2021 REHPS Brady Hicks

My first year as a PA student we learned about the REHPS program, and I instantly knew that I wanted to be involved. Growing up in the Martin community I understood some of the challenges the come with working in a rural area, but I also knew that I would never truly appreciate those challenges until I was facing them. I immediately signed up for the program and hoped to return to Martin for this program, which I was fortunate enough to have happen.

I had just finished a rotation at Bennett County Hospital in Martin before starting the REHPS program, so I was able to hit the ground running. I was primarily involved in the Rural Health Clinic and the Emergency room in the hospital. I was able to see patients who I had known my whole life in the clinic, and also care for life threatening conditions in the ER. In the ER I had to opportunity to intubate a patient who suffered a severe trauma, as well as deliver a baby in an ambulance while trying to transfer the mother to a facility which could provide obstetric care.

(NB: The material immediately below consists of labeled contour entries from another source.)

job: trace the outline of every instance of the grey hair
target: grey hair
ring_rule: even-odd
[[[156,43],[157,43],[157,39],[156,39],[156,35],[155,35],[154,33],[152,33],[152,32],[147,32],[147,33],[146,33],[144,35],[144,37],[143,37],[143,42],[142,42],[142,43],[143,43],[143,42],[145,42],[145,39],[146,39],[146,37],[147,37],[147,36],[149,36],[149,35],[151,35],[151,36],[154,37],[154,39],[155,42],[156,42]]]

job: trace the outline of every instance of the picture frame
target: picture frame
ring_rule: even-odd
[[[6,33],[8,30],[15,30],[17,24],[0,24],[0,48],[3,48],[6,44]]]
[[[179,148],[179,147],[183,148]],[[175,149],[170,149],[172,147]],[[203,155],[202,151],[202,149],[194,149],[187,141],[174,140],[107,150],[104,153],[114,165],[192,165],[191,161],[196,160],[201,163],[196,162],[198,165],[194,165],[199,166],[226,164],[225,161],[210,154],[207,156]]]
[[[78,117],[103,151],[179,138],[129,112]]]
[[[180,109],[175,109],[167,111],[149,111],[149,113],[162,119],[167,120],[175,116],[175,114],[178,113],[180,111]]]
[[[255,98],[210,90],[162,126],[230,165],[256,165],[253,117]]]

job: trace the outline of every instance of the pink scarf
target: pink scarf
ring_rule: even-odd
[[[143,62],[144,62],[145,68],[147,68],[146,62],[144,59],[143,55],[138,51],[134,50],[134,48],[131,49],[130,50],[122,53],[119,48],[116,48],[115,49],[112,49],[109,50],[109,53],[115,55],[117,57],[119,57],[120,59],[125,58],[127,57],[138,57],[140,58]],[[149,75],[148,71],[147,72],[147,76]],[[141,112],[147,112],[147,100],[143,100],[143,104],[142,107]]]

During my time in Martin, I was also able to follow with other specialties including PT, OT, Pharmacy, and wound care. Bennett County Hospital is not a large facility, so making use of all the available space is necessary. It also forces therapy to sometimes be inventive with their treatments. It was incredible to see the creative thinking at work for how best to help patients return to functional activity.

One of the greatest aspects of working in Martin is the community and how people work together. Many employees of the hospital must be involved with several committees, as well as hold multiple responsibilities to ensure that the facility can function as best as it can. These people also will go out of their way to help their community. The best example of this was during the High School Rodeo in Martin. I was helping in the ER when I was asked to come to the fairgrounds to help with a horse who had been injured and was bleeding profusely. When I arrived, there were several members of the hospital staff helping with this horse. I started suturing alongside the local veterinarian who happens to be my grandfather. Thanks to the assistance of the hospital staff and multiple other members of the community, there was a great outcome for the horse.

While some of the challenges and situations that arise in Martin are vastly different than those encountered elsewhere, it also makes for a unique, tightknit population. I am excited for my future as I will be returning to Bennett County Hospital, Nursing Home, and Rural Health Clinic following graduation to provide care for my community.